L’animal Network for Sterilisation Advocacy and Mobilisation (ANSAM) condamne fermement, cette semaine, des actes de cruauté animale révélés, principalement, par une vidéo largement partagée sur les réseaux sociaux. Les images, qualifiées de «profondément choquantes» par le collectif, montreraient un individu se présentant comme un éducateur canin, domicilié à Poste-de-Flacq, infligeant des sévices à plusieurs chiens. L’un des animaux filmés aurait depuis été retrouvé mort.
Si l’affaire fait actuellement l’objet d’une enquête policière, ANSAM estime que ce drame met une nouvelle fois en lumière les graves failles du système de protection animale. «Trop souvent, les cas de maltraitance et d’abandon restent impunis ou sont traités avec une lenteur qui permet aux auteurs de continuer leurs agissements», déplore le réseau, qui regroupe des ONG et des militants engagés pour le bien-être animal.
Selon ANSAM, le secteur demeure insuffisamment encadré. L’absence de mécanismes rapides et efficaces de sanction, combinée à une régulation lacunaire des acteurs travaillant avec des animaux, crée un terrain propice aux abus. Face à ce constat, le collectif appelle les autorités à agir sans délai pour réglementer l’ensemble des personnes et structures en contact avec des animaux vivants, qu’il s’agisse d’ONG, de boutiques animalières, d’éleveurs, de dresseurs ou de particuliers se présentant comme sauveteurs.

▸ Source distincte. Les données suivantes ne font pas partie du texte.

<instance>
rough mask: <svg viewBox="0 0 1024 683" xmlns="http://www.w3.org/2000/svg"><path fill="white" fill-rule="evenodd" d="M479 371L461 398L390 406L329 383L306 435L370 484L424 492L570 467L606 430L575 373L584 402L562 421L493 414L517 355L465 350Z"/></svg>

Parmi les mesures urgentes réclamées figurent la mise en place d’une ligne téléphonique d’urgence dédiée aux cas de maltraitance mettant la vie d’animaux en danger, une application plus rapide et rigoureuse de l’Animal Welfare Act, ainsi que l’imposition de sanctions pénales plus sévères par les tribunaux.
ANSAM rappelle que tout acte de cruauté animale doit être signalé à la Mauritius Society for Animal Welfare (MSAW). La loi prévoit, pour les personnes reconnues coupables, des peines pouvant aller jusqu’à Rs 500 000 d’amende et 10 ans d’emprisonnement.
Le collectif exhorte également les autorités à assurer immédiatement la sécurité de tous les animaux actuellement sous la responsabilité de l’individu mis en cause et à suspendre ses activités. Selon ANSAM, celui-ci ne disposerait ni des qualifications requises pour exercer comme éducateur canin, ni d’une licence valide pour l’élevage de chiens, ce qui constituerait une infraction grave.
Enfin, ANSAM appelle le public à faire preuve de vigilance lorsqu’il recourt aux services de dresseurs ou d’éleveurs et à vérifier systématiquement leurs autorisations auprès de la MSAW. Pour le collectif, la protection animale passe aussi par une responsabilité citoyenne accrue.